Adam Curtis graciously declines to acknowledge that the least articulate interviewer he ever met was Tim Heidecker. Curtis (≈30:52):
The thing that… makes me shocked is the way that liberals in America are constantly insulting the people who voted for Donald Trump. They call them stupid and ignorant. They’re not stupid and ignorant! They’re frightened, lonely, isolated people who felt that the political system had completely ignored them and gave them no sense of any future. Then someone came along… and gave them a button, and that button simply said on it FUCK OFF, and they pressed that button….
And to turn ’round to those people and just say they’re stupid and ignorant makes it worse. That’s the reason why they voted for Donald Trump – because you say they’re stupid. They know you don’t respect them. And if you ever want to challenge Donald Trump’s power, you’ve got to go and reconnect with those people.
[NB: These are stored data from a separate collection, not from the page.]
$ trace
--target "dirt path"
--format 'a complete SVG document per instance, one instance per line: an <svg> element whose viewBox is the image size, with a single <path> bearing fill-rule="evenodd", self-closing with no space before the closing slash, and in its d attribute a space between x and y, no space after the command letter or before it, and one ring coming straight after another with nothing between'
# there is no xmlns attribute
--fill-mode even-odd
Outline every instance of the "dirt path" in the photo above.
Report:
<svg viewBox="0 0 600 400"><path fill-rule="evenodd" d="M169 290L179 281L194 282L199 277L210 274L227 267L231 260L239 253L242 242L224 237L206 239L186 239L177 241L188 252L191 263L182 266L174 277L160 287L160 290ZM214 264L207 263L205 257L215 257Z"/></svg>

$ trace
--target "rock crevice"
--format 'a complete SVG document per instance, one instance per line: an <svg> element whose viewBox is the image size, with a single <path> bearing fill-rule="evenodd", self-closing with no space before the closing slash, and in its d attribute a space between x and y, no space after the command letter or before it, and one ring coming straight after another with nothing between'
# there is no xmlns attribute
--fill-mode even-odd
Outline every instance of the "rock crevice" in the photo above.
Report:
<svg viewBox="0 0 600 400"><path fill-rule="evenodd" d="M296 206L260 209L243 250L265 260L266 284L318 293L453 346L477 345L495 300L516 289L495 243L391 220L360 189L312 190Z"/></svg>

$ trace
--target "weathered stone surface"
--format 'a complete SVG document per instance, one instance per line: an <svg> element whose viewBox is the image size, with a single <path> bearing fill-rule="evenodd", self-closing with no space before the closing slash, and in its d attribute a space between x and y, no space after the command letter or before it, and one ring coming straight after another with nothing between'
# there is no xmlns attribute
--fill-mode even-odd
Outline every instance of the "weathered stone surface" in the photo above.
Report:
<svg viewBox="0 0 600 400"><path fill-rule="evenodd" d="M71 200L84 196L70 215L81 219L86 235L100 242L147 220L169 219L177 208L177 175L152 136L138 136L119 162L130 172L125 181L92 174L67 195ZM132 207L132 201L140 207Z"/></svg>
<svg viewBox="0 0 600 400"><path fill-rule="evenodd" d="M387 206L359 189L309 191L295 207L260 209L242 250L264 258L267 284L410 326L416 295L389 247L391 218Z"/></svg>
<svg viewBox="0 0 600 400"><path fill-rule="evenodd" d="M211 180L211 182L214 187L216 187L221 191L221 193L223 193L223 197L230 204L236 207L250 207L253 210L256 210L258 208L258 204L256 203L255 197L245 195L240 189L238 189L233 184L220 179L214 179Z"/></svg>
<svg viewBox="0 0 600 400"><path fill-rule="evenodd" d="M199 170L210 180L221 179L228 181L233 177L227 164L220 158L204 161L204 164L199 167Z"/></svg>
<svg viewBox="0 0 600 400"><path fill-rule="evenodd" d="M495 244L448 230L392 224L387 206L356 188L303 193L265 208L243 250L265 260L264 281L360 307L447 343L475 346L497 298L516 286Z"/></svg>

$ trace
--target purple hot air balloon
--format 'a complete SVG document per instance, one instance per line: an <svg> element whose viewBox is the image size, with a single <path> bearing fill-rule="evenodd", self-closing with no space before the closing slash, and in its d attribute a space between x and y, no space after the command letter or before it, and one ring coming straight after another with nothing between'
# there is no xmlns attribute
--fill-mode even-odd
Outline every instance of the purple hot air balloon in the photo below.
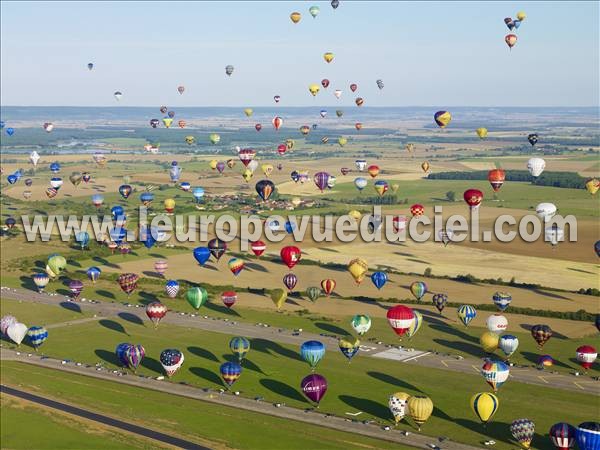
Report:
<svg viewBox="0 0 600 450"><path fill-rule="evenodd" d="M283 284L285 285L286 288L288 288L288 291L293 291L294 288L296 287L296 283L298 283L298 277L296 275L294 275L292 272L286 273L284 275Z"/></svg>
<svg viewBox="0 0 600 450"><path fill-rule="evenodd" d="M219 171L219 173L223 173L223 171L225 170L225 163L223 161L219 161L217 163L217 170Z"/></svg>
<svg viewBox="0 0 600 450"><path fill-rule="evenodd" d="M323 375L311 373L302 379L300 387L306 398L318 405L327 392L327 380Z"/></svg>
<svg viewBox="0 0 600 450"><path fill-rule="evenodd" d="M71 280L69 282L69 291L71 291L71 300L76 301L83 291L83 283L79 280Z"/></svg>
<svg viewBox="0 0 600 450"><path fill-rule="evenodd" d="M317 172L315 173L314 180L317 187L323 192L323 189L327 187L329 183L330 175L327 172Z"/></svg>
And they may be racist. But so what? Politics is about making all kinds of allowances, not necessarily with people who you believe are good, but actually who you think you can help and change and transform with really good ideas. At the moment… you just despise those people. And when people despise other people, it’s always out of fear. And I think the liberals are frightened of those people. […]
If people have voted for someone you really don’t like, go and find out why they did. Don’t make presumptions. Just go and find out…. Because if you’re ever going to change the world, you’ve got to ally with those people. […]
Maybe [they were “misinformed”]. But so what? I mean, why are they more “misinformed” than the people who thought that Hillary Clinton was bound to win? I mean, I would have thought the most gross piece of misinformation was the endless assumption from op-ed commentators, from economists, from political thinktanks, and from the pollsters, which led the very opposite of [the people I was just talking about] to believe that Hillary Clinton was going to win. Wasn’t that gross misinformation, gross stupidity? […]
What you have to do is have a generosity of imagination and find out what other people feel, and that includes going to talk to people who are racist and understanding where their racism comes from.